Genus of stick insects

Phryganistria is a genus of stick insects belonging to the subfamily Clitumninae, native to Mainland Southeast Asia, including Yunnan China, central Vietnam and Bangladesh. The species in this genus have been subject to revision, with several being reassigned to the related Neophryganistria.

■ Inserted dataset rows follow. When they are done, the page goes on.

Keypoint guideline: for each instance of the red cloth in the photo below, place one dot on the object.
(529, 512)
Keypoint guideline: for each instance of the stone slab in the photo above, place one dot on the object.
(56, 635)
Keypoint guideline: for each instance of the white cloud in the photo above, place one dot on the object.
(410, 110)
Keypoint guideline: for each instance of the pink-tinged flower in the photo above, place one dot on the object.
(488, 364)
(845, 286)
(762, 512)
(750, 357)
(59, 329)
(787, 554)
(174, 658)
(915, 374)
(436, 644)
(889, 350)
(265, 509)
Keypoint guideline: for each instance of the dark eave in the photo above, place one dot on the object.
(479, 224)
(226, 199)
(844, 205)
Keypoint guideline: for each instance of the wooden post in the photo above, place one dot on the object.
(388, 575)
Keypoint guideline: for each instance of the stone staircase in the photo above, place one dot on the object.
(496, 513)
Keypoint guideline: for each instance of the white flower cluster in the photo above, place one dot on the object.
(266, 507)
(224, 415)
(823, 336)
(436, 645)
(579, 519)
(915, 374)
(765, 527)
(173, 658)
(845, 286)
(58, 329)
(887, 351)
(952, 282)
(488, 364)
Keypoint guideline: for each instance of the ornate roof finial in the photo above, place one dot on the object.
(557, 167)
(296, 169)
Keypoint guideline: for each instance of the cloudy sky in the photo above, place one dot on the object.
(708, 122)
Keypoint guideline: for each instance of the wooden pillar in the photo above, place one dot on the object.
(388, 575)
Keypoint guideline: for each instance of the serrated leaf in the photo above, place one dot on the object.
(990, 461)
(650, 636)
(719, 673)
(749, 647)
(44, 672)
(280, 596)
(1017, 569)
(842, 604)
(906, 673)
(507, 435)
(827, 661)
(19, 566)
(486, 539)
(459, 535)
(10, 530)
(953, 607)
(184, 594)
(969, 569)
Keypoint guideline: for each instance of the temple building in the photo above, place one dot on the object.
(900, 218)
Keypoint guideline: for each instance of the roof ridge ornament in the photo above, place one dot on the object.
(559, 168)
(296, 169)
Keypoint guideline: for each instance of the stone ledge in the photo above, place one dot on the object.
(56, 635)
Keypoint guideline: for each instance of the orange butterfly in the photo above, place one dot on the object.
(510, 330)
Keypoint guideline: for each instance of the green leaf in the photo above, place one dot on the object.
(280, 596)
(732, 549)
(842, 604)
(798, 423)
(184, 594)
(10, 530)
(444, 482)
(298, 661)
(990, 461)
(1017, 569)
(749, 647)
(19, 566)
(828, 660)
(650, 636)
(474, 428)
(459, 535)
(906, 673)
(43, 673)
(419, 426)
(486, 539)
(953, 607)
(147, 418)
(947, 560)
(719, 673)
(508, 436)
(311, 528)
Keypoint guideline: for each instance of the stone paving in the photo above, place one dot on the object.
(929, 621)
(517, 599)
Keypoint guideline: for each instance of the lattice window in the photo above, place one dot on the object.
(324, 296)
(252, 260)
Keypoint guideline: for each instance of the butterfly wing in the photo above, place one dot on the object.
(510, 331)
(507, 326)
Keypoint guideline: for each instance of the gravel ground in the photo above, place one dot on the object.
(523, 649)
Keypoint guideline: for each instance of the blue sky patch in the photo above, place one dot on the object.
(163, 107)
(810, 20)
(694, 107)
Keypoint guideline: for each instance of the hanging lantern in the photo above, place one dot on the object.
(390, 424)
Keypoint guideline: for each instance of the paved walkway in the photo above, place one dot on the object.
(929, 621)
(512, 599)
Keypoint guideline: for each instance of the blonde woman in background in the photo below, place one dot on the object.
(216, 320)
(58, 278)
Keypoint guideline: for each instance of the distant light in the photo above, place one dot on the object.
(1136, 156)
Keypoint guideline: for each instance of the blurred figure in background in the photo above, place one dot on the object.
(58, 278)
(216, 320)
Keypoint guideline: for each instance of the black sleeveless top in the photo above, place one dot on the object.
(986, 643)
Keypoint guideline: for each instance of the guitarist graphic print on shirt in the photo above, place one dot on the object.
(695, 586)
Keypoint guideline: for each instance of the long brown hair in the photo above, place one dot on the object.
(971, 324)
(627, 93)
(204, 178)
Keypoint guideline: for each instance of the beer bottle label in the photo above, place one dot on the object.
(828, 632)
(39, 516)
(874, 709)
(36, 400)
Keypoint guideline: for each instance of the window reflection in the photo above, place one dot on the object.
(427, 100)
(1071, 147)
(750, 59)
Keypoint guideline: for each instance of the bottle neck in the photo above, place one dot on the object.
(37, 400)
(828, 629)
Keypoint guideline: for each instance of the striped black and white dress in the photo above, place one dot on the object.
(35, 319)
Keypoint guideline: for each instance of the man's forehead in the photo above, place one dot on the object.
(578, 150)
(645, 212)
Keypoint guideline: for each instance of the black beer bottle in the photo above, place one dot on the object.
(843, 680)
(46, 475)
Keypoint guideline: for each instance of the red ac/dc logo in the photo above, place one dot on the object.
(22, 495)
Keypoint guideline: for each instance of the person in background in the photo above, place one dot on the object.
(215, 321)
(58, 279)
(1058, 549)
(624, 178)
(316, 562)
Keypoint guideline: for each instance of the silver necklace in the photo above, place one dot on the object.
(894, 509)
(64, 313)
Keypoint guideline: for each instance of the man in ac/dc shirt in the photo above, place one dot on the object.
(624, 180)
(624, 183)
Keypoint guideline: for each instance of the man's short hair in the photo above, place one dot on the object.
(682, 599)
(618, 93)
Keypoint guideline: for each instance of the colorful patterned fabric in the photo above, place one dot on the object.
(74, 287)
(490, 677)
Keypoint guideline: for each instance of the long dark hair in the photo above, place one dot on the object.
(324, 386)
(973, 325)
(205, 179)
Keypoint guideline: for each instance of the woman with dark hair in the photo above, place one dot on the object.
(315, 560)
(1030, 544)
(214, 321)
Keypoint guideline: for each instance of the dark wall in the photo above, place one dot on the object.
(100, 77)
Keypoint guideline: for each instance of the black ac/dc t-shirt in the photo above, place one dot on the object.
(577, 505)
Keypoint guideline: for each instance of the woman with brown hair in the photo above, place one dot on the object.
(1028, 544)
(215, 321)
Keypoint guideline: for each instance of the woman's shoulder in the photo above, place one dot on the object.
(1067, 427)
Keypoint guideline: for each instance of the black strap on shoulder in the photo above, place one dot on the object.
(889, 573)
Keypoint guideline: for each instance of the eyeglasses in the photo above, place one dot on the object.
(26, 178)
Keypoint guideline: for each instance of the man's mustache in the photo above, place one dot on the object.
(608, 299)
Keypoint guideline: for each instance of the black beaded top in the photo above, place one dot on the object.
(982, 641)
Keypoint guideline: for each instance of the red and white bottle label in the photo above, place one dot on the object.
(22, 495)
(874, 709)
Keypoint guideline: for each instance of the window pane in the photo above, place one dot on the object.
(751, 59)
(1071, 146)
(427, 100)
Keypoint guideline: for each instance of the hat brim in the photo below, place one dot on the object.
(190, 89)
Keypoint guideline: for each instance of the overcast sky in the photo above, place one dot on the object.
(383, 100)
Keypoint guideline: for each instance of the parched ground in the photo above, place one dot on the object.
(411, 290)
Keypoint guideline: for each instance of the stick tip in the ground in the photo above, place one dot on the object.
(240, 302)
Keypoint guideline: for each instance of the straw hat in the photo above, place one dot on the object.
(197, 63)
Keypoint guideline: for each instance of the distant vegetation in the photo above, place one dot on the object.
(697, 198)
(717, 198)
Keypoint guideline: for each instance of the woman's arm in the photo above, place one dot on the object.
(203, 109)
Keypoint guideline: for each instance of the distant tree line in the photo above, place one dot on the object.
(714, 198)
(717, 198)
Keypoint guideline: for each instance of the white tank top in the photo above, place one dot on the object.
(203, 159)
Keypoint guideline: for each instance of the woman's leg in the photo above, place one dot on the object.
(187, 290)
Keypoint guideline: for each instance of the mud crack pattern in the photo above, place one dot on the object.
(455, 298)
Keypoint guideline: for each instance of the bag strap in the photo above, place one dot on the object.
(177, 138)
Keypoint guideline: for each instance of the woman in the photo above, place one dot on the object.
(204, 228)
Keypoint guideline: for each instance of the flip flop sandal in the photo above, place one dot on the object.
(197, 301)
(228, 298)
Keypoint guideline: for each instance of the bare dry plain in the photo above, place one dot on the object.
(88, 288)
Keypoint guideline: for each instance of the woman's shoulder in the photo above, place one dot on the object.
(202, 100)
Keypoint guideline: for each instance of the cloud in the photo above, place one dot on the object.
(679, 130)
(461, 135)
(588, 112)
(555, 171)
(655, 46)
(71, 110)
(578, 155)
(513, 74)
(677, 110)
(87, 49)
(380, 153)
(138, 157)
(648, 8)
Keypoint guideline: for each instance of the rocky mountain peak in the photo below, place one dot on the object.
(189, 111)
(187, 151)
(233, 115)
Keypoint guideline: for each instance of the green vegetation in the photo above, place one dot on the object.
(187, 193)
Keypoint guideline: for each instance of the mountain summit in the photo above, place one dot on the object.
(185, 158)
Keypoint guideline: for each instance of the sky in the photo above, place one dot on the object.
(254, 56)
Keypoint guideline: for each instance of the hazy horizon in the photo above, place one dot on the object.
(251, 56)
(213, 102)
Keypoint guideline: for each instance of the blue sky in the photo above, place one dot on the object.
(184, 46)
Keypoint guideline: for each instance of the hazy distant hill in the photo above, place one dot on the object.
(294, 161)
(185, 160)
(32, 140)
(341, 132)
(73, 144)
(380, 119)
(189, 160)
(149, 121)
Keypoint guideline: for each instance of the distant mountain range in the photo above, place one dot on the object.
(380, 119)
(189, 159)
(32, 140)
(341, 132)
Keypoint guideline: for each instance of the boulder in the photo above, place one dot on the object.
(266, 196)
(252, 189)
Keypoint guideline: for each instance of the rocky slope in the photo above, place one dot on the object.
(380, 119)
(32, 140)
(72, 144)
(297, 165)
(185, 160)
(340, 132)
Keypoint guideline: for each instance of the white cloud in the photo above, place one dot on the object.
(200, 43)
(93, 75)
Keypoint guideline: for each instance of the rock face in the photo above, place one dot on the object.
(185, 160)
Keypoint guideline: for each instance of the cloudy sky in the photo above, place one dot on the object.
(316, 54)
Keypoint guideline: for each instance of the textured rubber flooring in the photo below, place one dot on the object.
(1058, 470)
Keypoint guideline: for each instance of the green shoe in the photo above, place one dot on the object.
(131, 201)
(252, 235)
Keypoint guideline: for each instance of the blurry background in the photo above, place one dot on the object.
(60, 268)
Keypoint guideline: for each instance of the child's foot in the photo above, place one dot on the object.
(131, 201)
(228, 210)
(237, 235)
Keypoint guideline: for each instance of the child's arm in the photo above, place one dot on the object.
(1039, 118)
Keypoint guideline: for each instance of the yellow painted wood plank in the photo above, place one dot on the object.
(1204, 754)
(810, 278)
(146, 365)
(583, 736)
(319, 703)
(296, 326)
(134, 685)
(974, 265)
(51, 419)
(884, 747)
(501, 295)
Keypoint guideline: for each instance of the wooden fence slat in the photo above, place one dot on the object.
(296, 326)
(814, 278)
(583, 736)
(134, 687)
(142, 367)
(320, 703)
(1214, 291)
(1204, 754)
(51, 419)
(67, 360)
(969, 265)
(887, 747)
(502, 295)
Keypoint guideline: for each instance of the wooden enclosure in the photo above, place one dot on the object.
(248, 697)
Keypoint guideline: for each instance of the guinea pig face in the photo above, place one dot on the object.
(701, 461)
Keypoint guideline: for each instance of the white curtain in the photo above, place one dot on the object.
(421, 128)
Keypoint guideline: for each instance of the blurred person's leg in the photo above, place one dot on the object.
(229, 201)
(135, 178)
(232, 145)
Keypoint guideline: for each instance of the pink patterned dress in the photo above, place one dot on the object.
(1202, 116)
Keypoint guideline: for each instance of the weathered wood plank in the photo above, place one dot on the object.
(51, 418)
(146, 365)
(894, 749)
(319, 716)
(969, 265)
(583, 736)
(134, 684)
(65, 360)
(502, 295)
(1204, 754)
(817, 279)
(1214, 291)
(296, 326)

As with other genera in the tribe Pharnaciini, Phryganistria stick insects are notable for their range in size from "fairly large to very large", and amongst the world's longest stick insects (which also makes it the longest known insects).

==Species==
The genus includes the following:
1. Phryganistria bachmaensis - Vietnam
2. Phryganistria laikuenae - Yunnan
3. Phryganistria virgea - type species (as Bacteria sarmentosa ) - Bangladesh

===Reassigned species===
The following species, previously placed here, are now in genus Neophryganistria:
- Phryganistria fruhstorferi Brunner von Wattenwyl, 1907
- P. grandis Rehn, 1906
- P. guanxiensis Chen & He, 2008
- P. heusii Hennemann & Conle, 1997
- P. longzhouensis Chen & He, 2008
- P. tamdaoensis J. Bresseel & J Constant, 2014

===Phryganistria "chinensis"===
Claimed to be the world's longest stick insect, the informally named Phryganistria "chinensis", discovered in 2014 near Liuzhou in Guangxi, China, apparently remains an undescribed species after more than 10 years. A wild collected female kept at the Insect Museum of West China was the record holder at 624 mm in total length (including extended legs), but it was surpassed by one of its captive bred young that reached 640 mm.